By Ricardo Fuentes
Baltimore Watchdog Staff Writer
“Cannabis year” is the way a popular Maryland state senator describes the more than two dozen marijuana bills circulating through the 2018 Legislature.
And, state Sen. Robert A. Zirkin, a Democrat who represents District 11 in Baltimore County, is sponsoring two of them. Zirkin chairs the Senate Judicial Proceedings committee, which helped legalize medical marijuana in Maryland five years ago. Medical marijuana is known as cannabis when the substance is used as a medicine. The committee also helped decriminalize possession of small amounts of marijuana.
Now, Zirkin is sponsoring bills that would make it harder for police to bring felony charges based on possession. To be charged with a felony, a person would have to possess 1 ounce, instead of the current 10 grams. The other bill would not allow felony charges of possession with intent to distribute for people found with an ounce or less.
Zirkin said police still are charging people with 8 grams of marijuana as distributors because they had the drug in more than one plastic bag.
“Supporting decriminalizing marijuana in states that have not yet done so” is important to Kate Bell, legislative counsel for the Washington-based Marijuana Policy Project.
“It reduces the number of people — disproportionately people of color — who are brought into the criminal justice system for nothing more than using a substance that is safer than alcohol,” Bell said.
Lawmakers soon will decide if they should put marijuana on a ballot for voters to decide in November. The constitutional amendment would let voters decide whether to replace prohibition with a system of regulated sales and taxation. To pass a constitutional amendment, it must be approved by two-thirds of both the House and the Senate and then by the voters. The Governor may not veto it, officials said.
Some Maryland residents and business owners approve of making marijuana recreational too.
“I do think marijuana should be legal for recreational purposes,” said Yves Gomez, a pharmacist intern in a local drug store. “Criminalization of marijuana disproportionately terrorizes black and brown people. In its decriminalization and legalization for recreational purposes, I think that has to be also taken into consideration when allowing folks to create dispensaries. “
Twenty of the state’s 30 licensed dispensaries are currently open in the state. More are in planning and development, but by law there can be no more than two dispensaries in each of the state’s 47 legislative districts.
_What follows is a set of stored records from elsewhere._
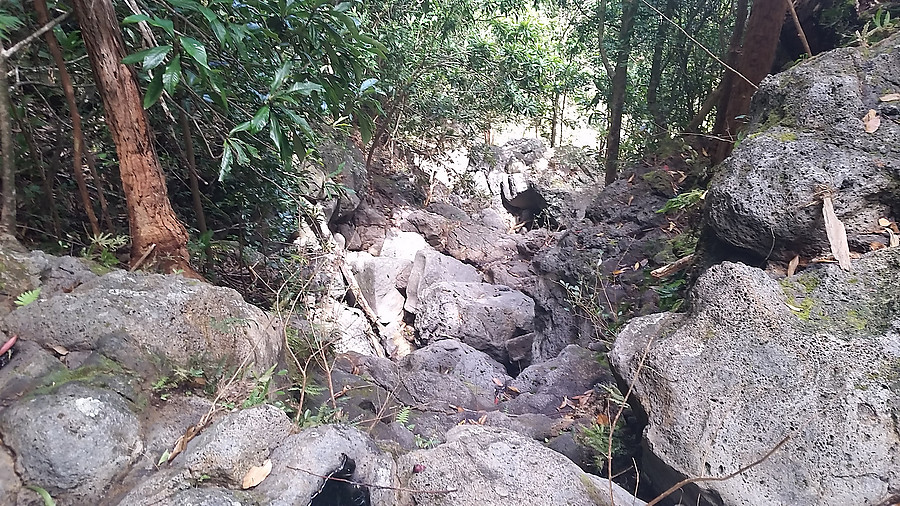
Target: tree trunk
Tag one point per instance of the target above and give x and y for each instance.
(195, 181)
(656, 112)
(8, 169)
(757, 55)
(77, 135)
(617, 99)
(151, 220)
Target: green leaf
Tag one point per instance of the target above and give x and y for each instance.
(48, 501)
(368, 83)
(196, 50)
(154, 90)
(243, 127)
(172, 75)
(306, 88)
(28, 297)
(259, 119)
(280, 75)
(225, 167)
(151, 58)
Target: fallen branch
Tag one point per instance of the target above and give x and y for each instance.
(379, 487)
(673, 267)
(742, 470)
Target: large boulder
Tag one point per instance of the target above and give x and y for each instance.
(73, 442)
(152, 323)
(497, 467)
(813, 359)
(486, 317)
(807, 139)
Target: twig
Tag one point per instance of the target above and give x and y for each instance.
(27, 40)
(380, 487)
(695, 41)
(797, 24)
(742, 470)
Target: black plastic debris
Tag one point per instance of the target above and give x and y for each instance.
(340, 489)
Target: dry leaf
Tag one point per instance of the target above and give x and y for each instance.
(792, 265)
(872, 121)
(837, 234)
(256, 474)
(59, 350)
(895, 238)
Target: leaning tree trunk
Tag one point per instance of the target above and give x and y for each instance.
(758, 53)
(65, 80)
(7, 169)
(617, 99)
(157, 237)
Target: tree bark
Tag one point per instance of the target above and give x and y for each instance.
(653, 105)
(77, 134)
(758, 53)
(8, 169)
(151, 220)
(617, 98)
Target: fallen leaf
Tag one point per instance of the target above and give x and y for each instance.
(837, 234)
(872, 121)
(256, 474)
(792, 265)
(794, 308)
(59, 350)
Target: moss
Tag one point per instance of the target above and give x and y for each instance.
(98, 373)
(787, 136)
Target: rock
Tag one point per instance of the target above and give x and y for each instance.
(300, 459)
(491, 466)
(543, 386)
(398, 244)
(486, 317)
(73, 443)
(137, 319)
(814, 358)
(379, 279)
(431, 267)
(10, 484)
(224, 452)
(806, 136)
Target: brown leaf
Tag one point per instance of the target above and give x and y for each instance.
(872, 121)
(792, 265)
(837, 234)
(256, 474)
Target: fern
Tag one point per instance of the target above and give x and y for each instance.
(403, 415)
(28, 297)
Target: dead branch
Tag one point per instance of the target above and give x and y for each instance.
(379, 487)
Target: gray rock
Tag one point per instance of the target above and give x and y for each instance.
(483, 316)
(225, 451)
(806, 137)
(431, 267)
(74, 443)
(301, 459)
(378, 278)
(723, 385)
(399, 244)
(153, 317)
(497, 467)
(10, 484)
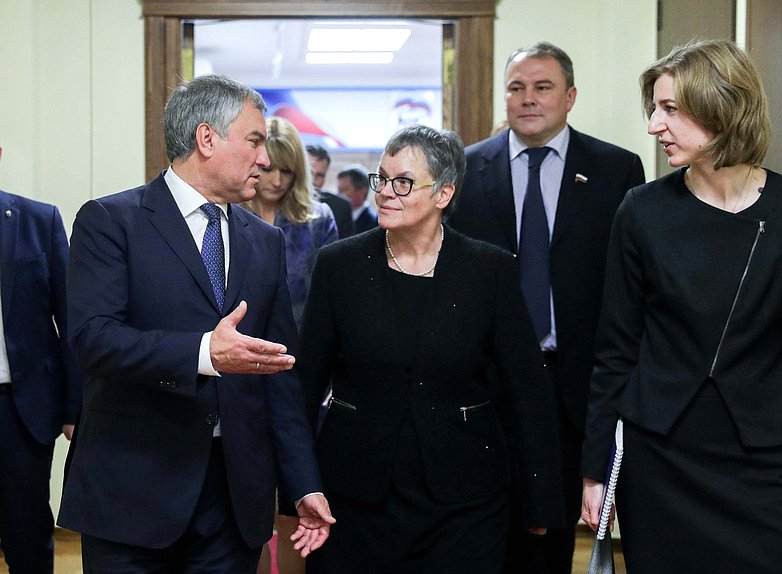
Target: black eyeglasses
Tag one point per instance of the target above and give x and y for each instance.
(400, 185)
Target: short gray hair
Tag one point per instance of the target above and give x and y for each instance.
(443, 151)
(211, 99)
(546, 50)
Bell said the measures “do not address all of the problems caused by prohibition.” To eliminate all of the problems, she said “we must move sales out of the hands of gangs and cartels, which solve disputes with violence, and into the hands of taxed, regulated businesses.
“Unlike criminals, these businesses can be required to check ID, test and label their products, and refrain from using harmful pesticides, “said Bell of the dispensaries.
If legalization is not passed this election year, Bell said her group supports Zirkin’s bills.
In other measures under consideration, possession and home cultivation of a limited amount of marijuana would be legal for people 21 and over. The bill also would require the state to establish regulations and taxation for a legal cannabis market. Another proposal would limit the ways cannabis may be advertised. Driving while under the influence or consuming marijuana will remain illegal, officials said.